Generalize XSLT2.0 scripts to extract genealogy data from webpages
A lot of people post family histories on the Web. Although there are millions of such webpages, most are generated by one of about 50 different "genealogy->HTML" generators. Each generator uses a consistent HTML tag layout, so it is possible to extract the original genealogy data (names, dates, and places) from the webpages generated by a specific generator using an XSLT script.

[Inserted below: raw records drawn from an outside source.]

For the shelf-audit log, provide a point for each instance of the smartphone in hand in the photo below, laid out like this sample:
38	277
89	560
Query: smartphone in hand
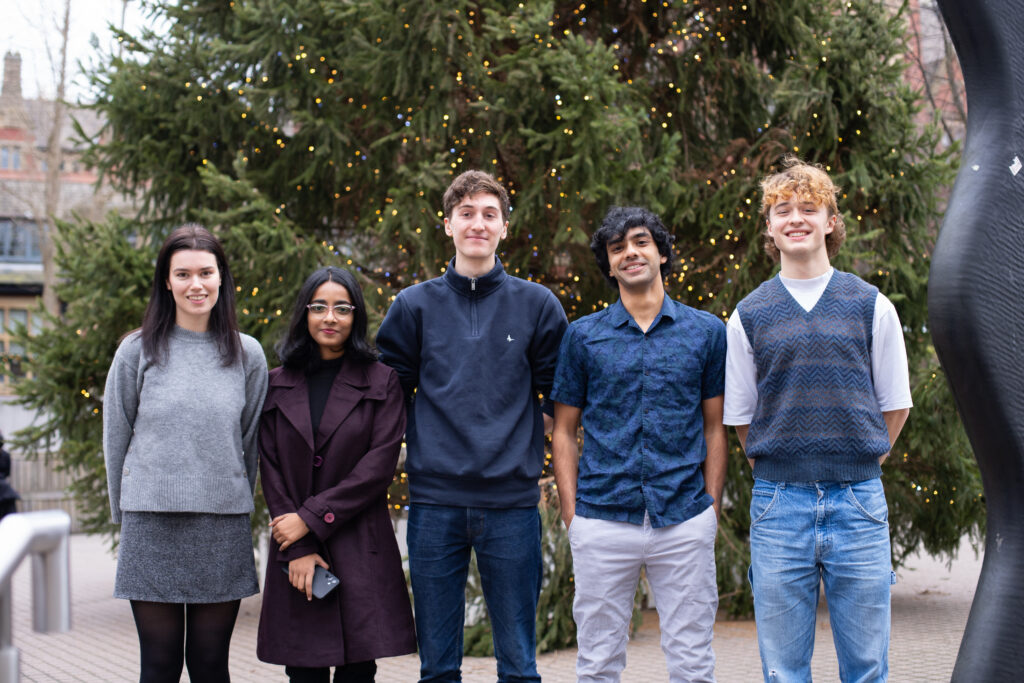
324	581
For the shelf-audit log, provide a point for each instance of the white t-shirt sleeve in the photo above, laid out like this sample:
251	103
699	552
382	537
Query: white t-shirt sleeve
740	375
889	369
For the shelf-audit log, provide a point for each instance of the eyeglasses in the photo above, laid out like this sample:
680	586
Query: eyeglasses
340	309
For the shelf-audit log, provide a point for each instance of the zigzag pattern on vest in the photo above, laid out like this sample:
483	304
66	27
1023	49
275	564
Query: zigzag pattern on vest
817	418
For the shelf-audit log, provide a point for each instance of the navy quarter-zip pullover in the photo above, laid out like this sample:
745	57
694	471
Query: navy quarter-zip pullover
473	354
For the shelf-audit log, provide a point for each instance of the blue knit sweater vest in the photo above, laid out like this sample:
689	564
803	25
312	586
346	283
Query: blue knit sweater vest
817	418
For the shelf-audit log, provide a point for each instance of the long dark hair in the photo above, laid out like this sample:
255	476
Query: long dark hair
298	350
160	313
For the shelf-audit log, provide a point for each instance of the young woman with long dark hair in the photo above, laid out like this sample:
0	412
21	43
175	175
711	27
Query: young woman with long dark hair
330	435
180	418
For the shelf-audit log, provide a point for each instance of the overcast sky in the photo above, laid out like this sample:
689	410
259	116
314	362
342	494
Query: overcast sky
28	27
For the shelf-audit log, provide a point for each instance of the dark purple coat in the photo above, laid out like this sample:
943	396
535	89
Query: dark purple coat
339	488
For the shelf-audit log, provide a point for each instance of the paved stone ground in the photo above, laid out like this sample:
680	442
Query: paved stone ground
930	609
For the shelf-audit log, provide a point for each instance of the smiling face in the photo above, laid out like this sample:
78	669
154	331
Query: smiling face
331	329
634	260
798	226
195	284
476	225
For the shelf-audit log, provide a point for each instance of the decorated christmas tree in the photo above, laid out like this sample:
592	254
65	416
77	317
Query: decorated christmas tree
325	131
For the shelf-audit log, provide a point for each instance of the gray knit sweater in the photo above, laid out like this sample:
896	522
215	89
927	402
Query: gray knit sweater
180	436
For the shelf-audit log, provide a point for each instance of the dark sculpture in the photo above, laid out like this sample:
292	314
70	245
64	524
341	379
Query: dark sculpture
976	311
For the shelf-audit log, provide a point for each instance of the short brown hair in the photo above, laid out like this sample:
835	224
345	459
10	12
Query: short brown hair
806	181
472	182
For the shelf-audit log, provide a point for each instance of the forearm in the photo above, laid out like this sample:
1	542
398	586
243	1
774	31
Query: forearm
565	458
894	425
741	431
716	463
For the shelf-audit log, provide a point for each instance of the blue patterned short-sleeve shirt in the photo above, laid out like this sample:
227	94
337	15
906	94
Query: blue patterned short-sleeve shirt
641	400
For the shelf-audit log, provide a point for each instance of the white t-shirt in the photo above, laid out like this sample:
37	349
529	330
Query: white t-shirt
889	369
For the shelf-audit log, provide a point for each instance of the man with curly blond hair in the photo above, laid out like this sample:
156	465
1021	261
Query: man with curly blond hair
818	390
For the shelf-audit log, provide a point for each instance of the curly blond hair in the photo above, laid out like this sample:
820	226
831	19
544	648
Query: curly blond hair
805	181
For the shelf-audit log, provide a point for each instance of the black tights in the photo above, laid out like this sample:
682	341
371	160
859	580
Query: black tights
356	672
197	635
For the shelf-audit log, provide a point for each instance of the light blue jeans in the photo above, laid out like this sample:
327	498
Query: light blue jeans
804	534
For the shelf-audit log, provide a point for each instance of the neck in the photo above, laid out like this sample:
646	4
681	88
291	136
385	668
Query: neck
643	305
473	267
193	323
805	268
328	353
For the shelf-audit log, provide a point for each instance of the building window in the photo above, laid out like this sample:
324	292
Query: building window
19	241
10	158
14	311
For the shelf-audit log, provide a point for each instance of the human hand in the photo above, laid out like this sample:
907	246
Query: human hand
300	572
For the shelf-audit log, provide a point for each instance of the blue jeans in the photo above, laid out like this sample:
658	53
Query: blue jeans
508	554
803	534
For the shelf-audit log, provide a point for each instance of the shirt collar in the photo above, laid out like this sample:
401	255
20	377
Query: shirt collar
620	316
484	284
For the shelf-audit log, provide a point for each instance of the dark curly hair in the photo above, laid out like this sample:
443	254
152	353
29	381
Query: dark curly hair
616	223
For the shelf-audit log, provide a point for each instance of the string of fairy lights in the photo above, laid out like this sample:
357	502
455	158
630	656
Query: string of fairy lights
466	138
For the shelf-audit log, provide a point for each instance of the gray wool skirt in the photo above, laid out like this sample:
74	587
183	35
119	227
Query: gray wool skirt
184	557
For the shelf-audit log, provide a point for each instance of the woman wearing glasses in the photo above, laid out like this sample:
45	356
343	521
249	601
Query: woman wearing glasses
330	435
181	410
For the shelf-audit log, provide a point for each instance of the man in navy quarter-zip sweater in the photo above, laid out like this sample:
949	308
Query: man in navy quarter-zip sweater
816	384
474	349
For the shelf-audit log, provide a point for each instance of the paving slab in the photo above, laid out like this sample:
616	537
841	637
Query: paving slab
930	605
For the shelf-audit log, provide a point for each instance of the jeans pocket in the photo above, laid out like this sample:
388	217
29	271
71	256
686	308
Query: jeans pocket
763	499
868	498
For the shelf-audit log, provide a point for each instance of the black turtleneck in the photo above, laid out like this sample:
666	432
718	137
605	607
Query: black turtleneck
320	382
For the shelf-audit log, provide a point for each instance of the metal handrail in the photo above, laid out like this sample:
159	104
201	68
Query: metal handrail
43	536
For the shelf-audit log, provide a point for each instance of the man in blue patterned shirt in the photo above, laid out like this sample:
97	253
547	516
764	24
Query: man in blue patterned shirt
645	376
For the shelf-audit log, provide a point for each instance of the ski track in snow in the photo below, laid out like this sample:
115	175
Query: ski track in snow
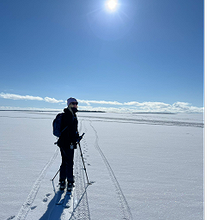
26	207
123	204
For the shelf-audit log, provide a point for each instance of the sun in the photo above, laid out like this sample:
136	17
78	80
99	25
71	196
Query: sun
111	5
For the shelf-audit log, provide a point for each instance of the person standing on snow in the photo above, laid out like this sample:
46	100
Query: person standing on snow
67	143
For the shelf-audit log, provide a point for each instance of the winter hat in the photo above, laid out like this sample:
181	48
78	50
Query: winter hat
70	100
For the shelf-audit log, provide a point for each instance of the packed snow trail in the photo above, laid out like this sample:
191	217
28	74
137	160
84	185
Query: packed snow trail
26	207
124	207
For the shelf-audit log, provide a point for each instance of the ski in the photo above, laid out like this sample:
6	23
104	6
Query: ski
60	197
68	200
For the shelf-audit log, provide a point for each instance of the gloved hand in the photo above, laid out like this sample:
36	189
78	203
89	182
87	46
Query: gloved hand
80	138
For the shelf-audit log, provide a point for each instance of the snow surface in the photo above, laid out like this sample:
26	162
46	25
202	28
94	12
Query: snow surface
142	166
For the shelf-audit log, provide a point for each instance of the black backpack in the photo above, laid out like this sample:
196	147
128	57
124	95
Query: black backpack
57	125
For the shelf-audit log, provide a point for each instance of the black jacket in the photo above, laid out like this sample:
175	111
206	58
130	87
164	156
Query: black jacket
69	126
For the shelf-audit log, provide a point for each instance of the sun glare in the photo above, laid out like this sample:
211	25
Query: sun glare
112	5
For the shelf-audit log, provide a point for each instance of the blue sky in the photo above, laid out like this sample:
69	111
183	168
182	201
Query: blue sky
146	51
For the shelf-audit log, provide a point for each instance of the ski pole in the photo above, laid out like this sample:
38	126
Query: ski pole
84	164
55	175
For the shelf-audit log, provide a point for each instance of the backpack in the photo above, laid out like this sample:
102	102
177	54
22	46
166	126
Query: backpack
57	125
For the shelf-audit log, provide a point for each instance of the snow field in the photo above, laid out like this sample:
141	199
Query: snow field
142	166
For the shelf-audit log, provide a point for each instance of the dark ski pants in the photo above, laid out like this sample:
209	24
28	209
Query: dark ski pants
66	168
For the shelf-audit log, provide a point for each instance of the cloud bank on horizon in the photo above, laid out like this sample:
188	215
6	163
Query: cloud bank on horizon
109	106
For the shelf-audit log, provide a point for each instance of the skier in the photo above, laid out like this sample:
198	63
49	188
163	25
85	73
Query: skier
67	143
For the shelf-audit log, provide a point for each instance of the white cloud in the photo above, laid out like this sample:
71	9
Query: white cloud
52	100
115	106
89	102
28	97
20	97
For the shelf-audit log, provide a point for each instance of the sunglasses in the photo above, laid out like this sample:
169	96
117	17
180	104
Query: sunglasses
74	103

We currently have first-cut XSLT scripts for each of the 50 generators. The problem is, as we apply the scripts to newly-identified pages we notice problems where the scripts need to be generalized to properly extract the data from the new pages. As we find problems running the scripts on new pages over the next several months, we will give you the scripts that need fixing along with the pages they break on, as well as pages that they don't break on and should continue to work on. We want you to generalize the scripts so that they properly extract data from the new pages as well as the old pages. The scripts are written in XSLT2 and can be run using Saxon 8 (an open-source XSLT2 processor).
We expect this project to require approximately 300 person-hours. We plan to hire 3-4 people to work on it and to complete it in the next 3 months.
We therefore expect you to be able to spend a minimum of 8 hours/week on the project from now until August.
Pay is $15/hr, plus bonuses for quick work.
Attached is a sample problem where an XSLT script doesn't properly extract all of the data from a particular XML document. We provide this problem so that you can understand the type of work that is expected and so that we can evaluate your XSLT2 skills. Please submit your solution to this problem along with a summary of your qualifications.
The project is work-for-hire, so we will own the scripts and the changes you make to them.